> On Wed, 05 Sep 2007 19:01:25 -0400 Rik van Riel <[EMAIL PROTECTED]> wrote:
> The current VM can get itself into trouble fairly easily on systems
> with a small ZONE_HIGHMEM, which is common on i686 computers with
> 1GB of memory.
> 
> On one side, page_alloc() will allocate down to zone->pages_low,
> while on the other side, kswapd() and balance_pgdat() will try
> to free memory from every zone, until every zone has more free
> pages than zone->pages_high.
> 
> Highmem can be filled up to zone->pages_low with page tables,
> ramfs, vmalloc allocations and other unswappable things quite
> easily and without many bad side effects, since we still have
> a huge ZONE_NORMAL to do future allocations from.
>
> However, as long as the number of free pages in the highmem
> zone is below zone->pages_high, kswapd will continue swapping
> things out from ZONE_NORMAL, too!

crap.  I guess suitably-fashioned mlock could do the same thing.

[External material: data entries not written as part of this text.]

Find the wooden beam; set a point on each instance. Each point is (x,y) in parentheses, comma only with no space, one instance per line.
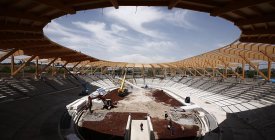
(49,64)
(25,45)
(23,65)
(173,3)
(12,64)
(114,3)
(236,5)
(8,37)
(76,64)
(243,70)
(6,55)
(36,68)
(256,20)
(258,39)
(20,28)
(57,5)
(269,70)
(269,30)
(14,13)
(254,67)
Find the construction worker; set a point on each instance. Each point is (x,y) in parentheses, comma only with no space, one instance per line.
(90,104)
(141,126)
(165,115)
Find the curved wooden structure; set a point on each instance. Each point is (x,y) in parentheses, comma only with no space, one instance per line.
(22,22)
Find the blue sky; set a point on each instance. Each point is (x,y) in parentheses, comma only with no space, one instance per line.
(141,34)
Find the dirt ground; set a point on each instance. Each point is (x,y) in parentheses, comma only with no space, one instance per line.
(114,123)
(161,96)
(139,104)
(114,96)
(179,131)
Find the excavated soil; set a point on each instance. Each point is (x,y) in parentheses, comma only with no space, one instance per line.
(180,132)
(114,96)
(161,96)
(114,123)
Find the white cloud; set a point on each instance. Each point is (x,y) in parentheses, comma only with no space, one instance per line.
(137,20)
(139,58)
(123,35)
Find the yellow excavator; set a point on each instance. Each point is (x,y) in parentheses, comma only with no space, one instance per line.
(122,91)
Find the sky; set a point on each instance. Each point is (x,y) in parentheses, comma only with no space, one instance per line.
(141,34)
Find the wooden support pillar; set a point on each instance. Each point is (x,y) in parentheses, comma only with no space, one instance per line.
(254,67)
(53,69)
(12,64)
(243,70)
(76,65)
(65,71)
(269,70)
(213,71)
(196,71)
(6,55)
(173,3)
(114,3)
(225,70)
(220,73)
(154,72)
(42,70)
(36,68)
(22,66)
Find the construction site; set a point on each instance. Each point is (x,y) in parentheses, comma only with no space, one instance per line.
(50,91)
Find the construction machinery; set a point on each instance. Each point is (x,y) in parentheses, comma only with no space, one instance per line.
(122,91)
(107,103)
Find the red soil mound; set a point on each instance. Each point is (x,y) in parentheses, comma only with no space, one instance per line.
(113,95)
(160,126)
(161,96)
(114,123)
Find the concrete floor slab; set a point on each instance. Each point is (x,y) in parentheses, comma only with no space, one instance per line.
(137,133)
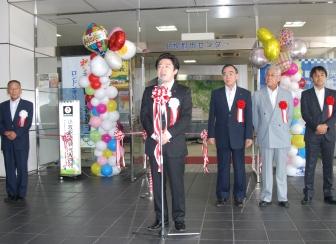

> Sami Farin managed to get his system into a stage where kswapd
> had freed about 700MB of low memory and was still "going strong".
> 
> The attached patch will make kswapd stop paging out data from
> zones when there is more than enough memory free.

hm.  Did highmem's all_unreclaimable get set?  If so perhaps we could use
that in some way.

>  We do go above
> zone->pages_high in order to keep pressure between zones equal
> in normal circumstances, but the patch should prevent the kind
> of excesses that made Sami's computer totally unusable.
> 
> Please merge this into -mm.
> 
> Signed-off-by: Rik van Riel <[EMAIL PROTECTED]>
> 
> 
> [linux-2.6-excessive-pageout.patch  text/x-patch (715B)]
> --- linux-2.6.22.noarch/mm/vmscan.c.excessive 2007-09-05 12:19:49.000000000 
> -0400
> +++ linux-2.6.22.noarch/mm/vmscan.c   2007-09-05 12:21:40.000000000 -0400
> @@ -1371,7 +1371,13 @@ loop_again:
>                       temp_priority[i] = priority;
>                       sc.nr_scanned = 0;
>                       note_zone_scanning_priority(zone, priority);
> -                     nr_reclaimed += shrink_zone(priority, zone, &sc);
> +                     /*
> +                      * We put equal pressure on every zone, unless one
> +                      * zone has way too many pages free already.
> +                      */
> +                     if (!zone_watermark_ok(zone, order, 8*zone->pages_high,
> +                                             end_zone, 0))
> +                             nr_reclaimed += shrink_zone(priority, zone, 
> &sc);
>                       reclaim_state->reclaimed_slab = 0;
>                       nr_slab = shrink_slab(sc.nr_scanned, GFP_KERNEL,
>                                               lru_pages);

I guess for a very small upper zone and a very large lower zone this could
still put the scan balancing out of whack, fixable by a smarter version of
"8*zone->pages_high" but it doesn't seem very likely that this will affect
things much.

Why doesn't direct reclaim need similar treatment?